The streets of Rome were always bustling with pedestrians, regardless of the time of day. Local cafe owners opened up their doors before sunrise to welcome locals on their way to work – Italians would pack the bar counters in a matter of minutes to throw back some espresso and seal it off with a few bites of a croissant. Then in March, the doors shuttered. Locals would not converse over breakfast for months to come. 

The COVID-19 pandemic caused everything but grocery stores, banks and pharmacies in Italy to cease operations – including the St. John’s University Rome Campus. Businesses all over the country and along the street where the campus resides, Via Marcantonio Colonna, closed their doors; shops were shut down almost immediately and the city’s bustling bars and restaurants just blocks away were vacated as quickly as they were filled to capacity just days before. 

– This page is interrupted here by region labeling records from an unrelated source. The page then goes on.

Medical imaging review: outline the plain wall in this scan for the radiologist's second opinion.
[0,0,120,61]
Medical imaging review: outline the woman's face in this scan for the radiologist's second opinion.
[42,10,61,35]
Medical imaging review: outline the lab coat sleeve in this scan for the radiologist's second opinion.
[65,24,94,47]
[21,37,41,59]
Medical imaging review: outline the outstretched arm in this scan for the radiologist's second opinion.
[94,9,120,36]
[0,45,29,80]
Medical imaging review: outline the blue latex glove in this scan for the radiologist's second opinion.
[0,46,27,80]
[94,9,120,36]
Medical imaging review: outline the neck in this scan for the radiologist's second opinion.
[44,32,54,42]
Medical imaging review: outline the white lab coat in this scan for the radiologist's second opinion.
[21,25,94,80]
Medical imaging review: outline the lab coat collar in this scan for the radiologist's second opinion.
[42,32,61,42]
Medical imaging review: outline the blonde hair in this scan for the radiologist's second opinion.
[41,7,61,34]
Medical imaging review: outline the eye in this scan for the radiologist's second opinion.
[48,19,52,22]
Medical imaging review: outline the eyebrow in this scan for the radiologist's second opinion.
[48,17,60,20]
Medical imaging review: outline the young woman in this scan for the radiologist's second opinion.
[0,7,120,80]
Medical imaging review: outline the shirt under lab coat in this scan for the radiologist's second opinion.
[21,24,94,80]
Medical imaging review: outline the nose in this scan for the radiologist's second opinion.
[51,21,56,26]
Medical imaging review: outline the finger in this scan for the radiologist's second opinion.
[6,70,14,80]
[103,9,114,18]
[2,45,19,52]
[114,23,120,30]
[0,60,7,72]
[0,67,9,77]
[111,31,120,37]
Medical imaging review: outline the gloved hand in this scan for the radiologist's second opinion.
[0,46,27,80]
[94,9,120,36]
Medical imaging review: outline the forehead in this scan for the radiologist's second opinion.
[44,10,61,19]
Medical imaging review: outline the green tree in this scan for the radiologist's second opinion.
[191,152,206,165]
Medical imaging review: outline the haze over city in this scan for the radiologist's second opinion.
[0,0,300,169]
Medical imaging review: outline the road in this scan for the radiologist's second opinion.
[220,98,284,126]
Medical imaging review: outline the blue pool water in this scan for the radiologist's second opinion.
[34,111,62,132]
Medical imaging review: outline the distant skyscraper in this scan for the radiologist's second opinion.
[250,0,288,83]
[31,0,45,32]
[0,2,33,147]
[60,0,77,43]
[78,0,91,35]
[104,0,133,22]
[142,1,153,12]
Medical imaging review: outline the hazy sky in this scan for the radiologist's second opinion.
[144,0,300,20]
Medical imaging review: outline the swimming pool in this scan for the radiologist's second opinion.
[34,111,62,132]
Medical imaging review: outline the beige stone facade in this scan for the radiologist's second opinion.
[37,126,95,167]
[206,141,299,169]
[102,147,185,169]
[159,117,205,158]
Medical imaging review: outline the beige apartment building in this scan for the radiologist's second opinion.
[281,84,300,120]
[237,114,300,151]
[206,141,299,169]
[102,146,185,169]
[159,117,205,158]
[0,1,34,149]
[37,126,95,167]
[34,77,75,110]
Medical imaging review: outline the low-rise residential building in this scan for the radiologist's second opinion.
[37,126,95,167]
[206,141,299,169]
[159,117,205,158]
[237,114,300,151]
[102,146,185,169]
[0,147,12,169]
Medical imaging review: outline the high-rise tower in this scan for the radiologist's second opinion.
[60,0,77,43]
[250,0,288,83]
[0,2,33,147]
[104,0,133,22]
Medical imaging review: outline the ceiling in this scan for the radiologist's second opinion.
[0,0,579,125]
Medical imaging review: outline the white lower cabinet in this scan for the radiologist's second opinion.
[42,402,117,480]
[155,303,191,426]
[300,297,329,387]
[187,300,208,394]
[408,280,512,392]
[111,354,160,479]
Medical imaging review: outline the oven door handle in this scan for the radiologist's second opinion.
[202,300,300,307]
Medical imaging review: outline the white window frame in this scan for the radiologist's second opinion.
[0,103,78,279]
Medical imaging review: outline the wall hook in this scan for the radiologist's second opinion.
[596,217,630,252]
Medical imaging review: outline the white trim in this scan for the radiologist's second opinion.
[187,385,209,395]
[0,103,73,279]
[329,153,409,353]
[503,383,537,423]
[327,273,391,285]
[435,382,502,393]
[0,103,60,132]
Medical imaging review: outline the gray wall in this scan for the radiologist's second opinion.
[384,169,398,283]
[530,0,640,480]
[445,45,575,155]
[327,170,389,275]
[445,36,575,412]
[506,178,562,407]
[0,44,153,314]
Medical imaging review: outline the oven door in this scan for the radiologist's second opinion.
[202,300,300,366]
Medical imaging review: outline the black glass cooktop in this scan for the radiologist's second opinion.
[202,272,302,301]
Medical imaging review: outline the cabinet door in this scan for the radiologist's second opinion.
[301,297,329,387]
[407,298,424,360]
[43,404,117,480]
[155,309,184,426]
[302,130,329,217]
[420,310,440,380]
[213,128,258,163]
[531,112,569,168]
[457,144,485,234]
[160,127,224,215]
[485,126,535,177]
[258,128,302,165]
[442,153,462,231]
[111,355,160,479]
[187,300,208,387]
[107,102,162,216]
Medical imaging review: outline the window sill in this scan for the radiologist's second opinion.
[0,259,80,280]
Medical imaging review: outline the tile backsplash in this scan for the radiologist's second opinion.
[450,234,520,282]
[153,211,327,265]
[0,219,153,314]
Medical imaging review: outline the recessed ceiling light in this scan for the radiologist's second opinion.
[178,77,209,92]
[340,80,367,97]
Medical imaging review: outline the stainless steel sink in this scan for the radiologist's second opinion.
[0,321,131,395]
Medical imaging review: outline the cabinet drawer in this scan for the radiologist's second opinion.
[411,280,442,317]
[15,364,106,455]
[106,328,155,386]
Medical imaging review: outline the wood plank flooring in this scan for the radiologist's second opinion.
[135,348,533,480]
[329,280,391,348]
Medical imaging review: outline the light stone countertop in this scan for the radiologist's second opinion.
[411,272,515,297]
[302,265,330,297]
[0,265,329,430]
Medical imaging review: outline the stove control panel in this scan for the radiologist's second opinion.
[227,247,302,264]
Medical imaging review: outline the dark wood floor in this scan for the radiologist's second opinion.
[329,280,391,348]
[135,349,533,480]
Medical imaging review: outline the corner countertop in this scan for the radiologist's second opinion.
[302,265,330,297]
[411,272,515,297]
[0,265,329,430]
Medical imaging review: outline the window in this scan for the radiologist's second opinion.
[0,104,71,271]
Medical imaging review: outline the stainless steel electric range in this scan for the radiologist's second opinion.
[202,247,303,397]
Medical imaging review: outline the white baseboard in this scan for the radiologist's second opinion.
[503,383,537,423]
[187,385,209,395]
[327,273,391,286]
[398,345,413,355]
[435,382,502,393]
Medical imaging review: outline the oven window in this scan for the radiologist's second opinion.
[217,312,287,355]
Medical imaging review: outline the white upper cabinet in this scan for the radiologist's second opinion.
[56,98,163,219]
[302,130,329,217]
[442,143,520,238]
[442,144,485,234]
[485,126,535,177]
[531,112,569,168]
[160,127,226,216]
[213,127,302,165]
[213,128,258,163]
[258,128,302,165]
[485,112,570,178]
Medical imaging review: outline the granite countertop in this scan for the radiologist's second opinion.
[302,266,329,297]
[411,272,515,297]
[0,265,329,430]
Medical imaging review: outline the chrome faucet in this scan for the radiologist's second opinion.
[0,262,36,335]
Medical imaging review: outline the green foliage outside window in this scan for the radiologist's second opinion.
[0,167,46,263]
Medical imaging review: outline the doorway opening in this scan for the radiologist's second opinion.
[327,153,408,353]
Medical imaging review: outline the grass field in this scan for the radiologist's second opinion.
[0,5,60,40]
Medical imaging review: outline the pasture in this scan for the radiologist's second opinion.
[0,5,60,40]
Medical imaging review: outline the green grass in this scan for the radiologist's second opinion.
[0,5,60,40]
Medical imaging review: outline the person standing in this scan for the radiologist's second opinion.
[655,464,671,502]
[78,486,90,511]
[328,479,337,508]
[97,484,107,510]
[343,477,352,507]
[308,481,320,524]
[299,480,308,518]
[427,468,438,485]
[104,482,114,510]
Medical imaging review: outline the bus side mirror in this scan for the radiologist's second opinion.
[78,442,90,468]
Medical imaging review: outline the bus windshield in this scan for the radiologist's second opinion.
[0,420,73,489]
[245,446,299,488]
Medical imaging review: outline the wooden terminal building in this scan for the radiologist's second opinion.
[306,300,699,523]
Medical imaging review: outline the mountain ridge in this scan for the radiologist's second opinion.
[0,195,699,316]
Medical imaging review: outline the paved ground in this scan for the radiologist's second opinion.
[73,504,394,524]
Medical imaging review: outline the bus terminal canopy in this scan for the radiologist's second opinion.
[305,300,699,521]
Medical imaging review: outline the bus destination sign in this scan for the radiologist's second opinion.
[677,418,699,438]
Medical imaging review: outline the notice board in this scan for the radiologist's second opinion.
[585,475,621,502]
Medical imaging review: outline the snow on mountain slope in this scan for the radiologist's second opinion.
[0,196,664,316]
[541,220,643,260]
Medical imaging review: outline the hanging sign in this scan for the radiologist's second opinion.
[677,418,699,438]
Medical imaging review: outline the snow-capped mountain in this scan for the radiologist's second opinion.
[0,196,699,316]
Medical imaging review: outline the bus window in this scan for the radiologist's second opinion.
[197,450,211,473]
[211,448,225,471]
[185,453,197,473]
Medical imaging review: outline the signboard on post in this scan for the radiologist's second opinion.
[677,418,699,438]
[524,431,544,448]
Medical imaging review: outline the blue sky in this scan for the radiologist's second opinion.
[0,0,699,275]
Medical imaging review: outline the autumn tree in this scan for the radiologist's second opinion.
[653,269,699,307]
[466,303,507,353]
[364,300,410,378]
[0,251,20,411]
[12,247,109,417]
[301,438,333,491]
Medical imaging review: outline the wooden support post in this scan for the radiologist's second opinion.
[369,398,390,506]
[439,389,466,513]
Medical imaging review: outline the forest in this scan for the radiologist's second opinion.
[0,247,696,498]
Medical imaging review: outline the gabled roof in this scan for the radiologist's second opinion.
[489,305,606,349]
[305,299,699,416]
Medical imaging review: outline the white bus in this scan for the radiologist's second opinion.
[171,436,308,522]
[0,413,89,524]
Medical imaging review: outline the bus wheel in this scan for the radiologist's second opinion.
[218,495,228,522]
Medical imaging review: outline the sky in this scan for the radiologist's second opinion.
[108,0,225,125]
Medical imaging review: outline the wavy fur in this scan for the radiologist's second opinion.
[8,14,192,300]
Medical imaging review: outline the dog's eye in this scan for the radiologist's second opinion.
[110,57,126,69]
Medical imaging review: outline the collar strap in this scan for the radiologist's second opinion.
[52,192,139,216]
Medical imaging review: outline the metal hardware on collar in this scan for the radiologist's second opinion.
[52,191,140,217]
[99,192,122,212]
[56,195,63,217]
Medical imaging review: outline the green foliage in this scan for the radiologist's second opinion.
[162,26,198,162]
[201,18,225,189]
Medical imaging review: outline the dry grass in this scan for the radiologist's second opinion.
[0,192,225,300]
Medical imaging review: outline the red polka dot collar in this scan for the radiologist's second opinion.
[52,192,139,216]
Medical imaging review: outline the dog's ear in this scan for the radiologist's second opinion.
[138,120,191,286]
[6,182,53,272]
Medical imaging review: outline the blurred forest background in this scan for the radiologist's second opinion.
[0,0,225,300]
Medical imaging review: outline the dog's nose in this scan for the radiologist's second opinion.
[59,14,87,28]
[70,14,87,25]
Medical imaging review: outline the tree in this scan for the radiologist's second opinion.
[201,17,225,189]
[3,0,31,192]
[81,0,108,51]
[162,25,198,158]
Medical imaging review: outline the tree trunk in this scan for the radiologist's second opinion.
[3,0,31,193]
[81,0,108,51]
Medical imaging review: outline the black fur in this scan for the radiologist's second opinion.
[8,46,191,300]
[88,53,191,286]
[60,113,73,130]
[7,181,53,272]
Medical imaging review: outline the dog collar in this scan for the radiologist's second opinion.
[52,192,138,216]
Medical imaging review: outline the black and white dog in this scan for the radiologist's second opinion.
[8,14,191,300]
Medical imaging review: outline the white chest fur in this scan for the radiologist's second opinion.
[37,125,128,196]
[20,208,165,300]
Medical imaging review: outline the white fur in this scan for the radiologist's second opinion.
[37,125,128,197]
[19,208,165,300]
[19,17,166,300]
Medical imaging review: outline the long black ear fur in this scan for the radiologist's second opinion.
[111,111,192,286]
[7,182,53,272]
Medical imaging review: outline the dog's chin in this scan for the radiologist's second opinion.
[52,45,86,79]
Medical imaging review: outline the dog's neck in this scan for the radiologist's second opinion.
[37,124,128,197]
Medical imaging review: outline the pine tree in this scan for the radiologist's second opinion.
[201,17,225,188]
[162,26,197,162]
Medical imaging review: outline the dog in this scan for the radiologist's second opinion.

“It was incredible to see a whole country being put on lockdown, and while people were initially stunned by the severity of the adopted measures, they quickly adapted and responded very consciously and responsibly,” Massimiliano Tomassini, assistant vice president of Europe Programs at St. John’s University, told the Torch in an email. “Cities were empty while people stayed at home trying to approach the whole situation with the usual Italian spirit.” 

That was back in March, just after students studying abroad for the spring 2020 semester were sent back home after being in Europe for a little over a month. The entire Rome campus had to be evacuated, and both students and administration had to move quickly — President Donald Trump’s March 12 ban on travel from Europe would severely affect incoming travelers trying to enter the United States, even if they were citizens. 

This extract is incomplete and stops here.